ATO’s Bitcoin super warning
‘We had people waiting for 1½ hours ... before they could get in to make a purchase’
PAUL ENGEMAN ON SMSF DEMAND
The Australian Taxation Office has warned trustees of self-managed super funds of the dangers of investing in Bitcoin and other crypto-currencies, amid an investment surge and dramatic losses.
The ATO, which regulates selfmanaged funds, said there was growing interest in cryptocurrency investment by SMSFs, but the relatively new asset class posed risks.
In advice provided to The Weekend Australian, the ATO said there was no specific prohibition on SMSFs investing in cryptocurrencies, but it warned of the need to maintain a clear separation between personally owned crypto-currency assets and those owned by the fund.
It cautioned that SMSF-held assets must be suitable as retirement investments.
“Some of the unique features of Bitcoin and crypto-currencies may make it more difficult for SMSF trustees to maintain compliance … particularly in relation to the requirement that ownership of SMSF assets are kept clearly separate from the trustee’s personal assets,” the ATO said.
“As is always the case with any SMSF investment, SMSF trustees need to ensure that an investment of this nature is consistent with their fund’s investment strategy.”
It said trustees should also be aware that Bitcoin and cryptocurrencies were not exempt from the general prohibition against SMSFs acquiring assets from related parties. In order to qualify for superannuation tax concessions, SMSF’s need to prove they are for the sole purpose of retirement benefits of members.
The ATO is currently preparing general advice on superannu- ation regulatory issues as part of broader advice on tax issues relating to crypto-currencies.
More than $500 billion has been wiped off the global cryptocurrency market since the start of the year, after a speculative preChristmas frenzy turned sour.
One Bitcoin was worth $10,200 yesterday — down from $25,800 in December, but still up nearly 1000 per cent for those who bought 12 months ago.

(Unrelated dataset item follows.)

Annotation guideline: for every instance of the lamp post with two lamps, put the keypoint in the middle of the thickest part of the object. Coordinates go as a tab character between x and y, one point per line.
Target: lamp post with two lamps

Self-Managed Superannuation Fund Association chief executive John Maroney compared investing in crypto-currencies to investing in start-ups or buying bonds from distressed Third World countries.
“Bitcoin and crypto-currency in general would fall into the cate- gory of speculative assets. These are ones where you really need to be prepared to lose the lot,” Mr Maroney said.
“It’s unlikely to be considered a suitable feature of a retirement investment strategy to hold much in the way of speculative assets.”
Mr Maroney said funds with more than a small proportion of speculative investments risked non-compliance and stiff penalties.
Queensland gold and silver dealers Ainslie Bullion started dealing in crypto-currencies in August last year.
Director Paul Engeman said demand from SMSF investors had been “extraordinary”.
“It’s a very large part of our customer base,” he said. “At one stage we had people waiting for 1½ hours in the waiting room before they could get in to make a purchase.”
Mr Engeman said the firm provided the required documentation to meet ATO requirements.
“Just as we do with bullion, we prepare an invoice in the fund’s name that shows how much was purchased and, importantly, the address of the wallet where it was loaded.”
He said the public nature of crypto-currency blockchains — the distributed ledgers on which they are built — made the asset class “highly auditable”.
The ATO has in recent times issued guidelines that gains from crypto-currency investments are taxable and subject to capital gains tax rules, but it has made no formal rulings.